Maham Farhat has extensive experience of designing and implementing mixed methods research. She is currently based in OPM’s Myanmar office where she also leads OPM’s social policy work. Maham has evaluated social protection programmes, with a focus on social protection systems and delivery mechanisms.

Marta Marzi is a development economist specialising in poverty and inequality analysis and in the evaluation of social protection, social policy, and poverty reduction programmes. Her key areas of interest have been on shock-responsive social protection systems and the use of social protection tools in the context of forced migration. Marta holds an MSc in economics for development at the University of Oxford and an MSc in economics from Bocconi University and Université Catholique de Louvain.

Daniella Dávila Aquije has a background in policy analysis, focusing on poverty, gender, and migration. Her methodological experience focuses on the design, implementation, and analysis of qualitative evaluations. She holds a Master in Public Policy from the University of Toronto, as well as an MSc in Evidence-Based Social Intervention and Policy Evaluation from the University of Oxford.
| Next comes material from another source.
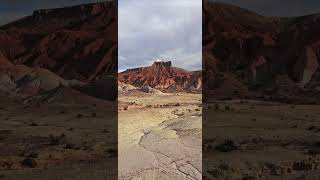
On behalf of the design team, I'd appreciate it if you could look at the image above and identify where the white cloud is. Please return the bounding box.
[119,0,202,69]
Alexandra Doyle is experienced in conducting mixed-methods evaluations of social protection programmes. She has been involved in designing and implementing the quantitative and qualitative components of a number of evaluations. Alexandra holds a Bachelor of Commerce (Honours) in Economics from the University of Cape Town and an MSc in Economics for Development from the University of Oxford.

Apurva Bamezai has experience in quantitative analysis, mixed-methods impact evaluations, and process assessments. Her research pertains to government programmes, focusing on service delivery of social protection interventions. Apurva holds a BA in Economics from St. Stephen’s College, University of Delhi, an MA in Development Studies from Tata Institute of Social Sciences, and an MPhil in Development Studies from the University of Cambridge.

Virginia Barberis is a development economist with experience in the evaluation of social protection and poverty reduction programmes. She mainly focuses on quantitative and mixed methods impact evaluations, survey design and data management. Virginia holds a BA in Political Sciences and International Development from the University of Turin, and an MA in Development Economics from the University of Florence.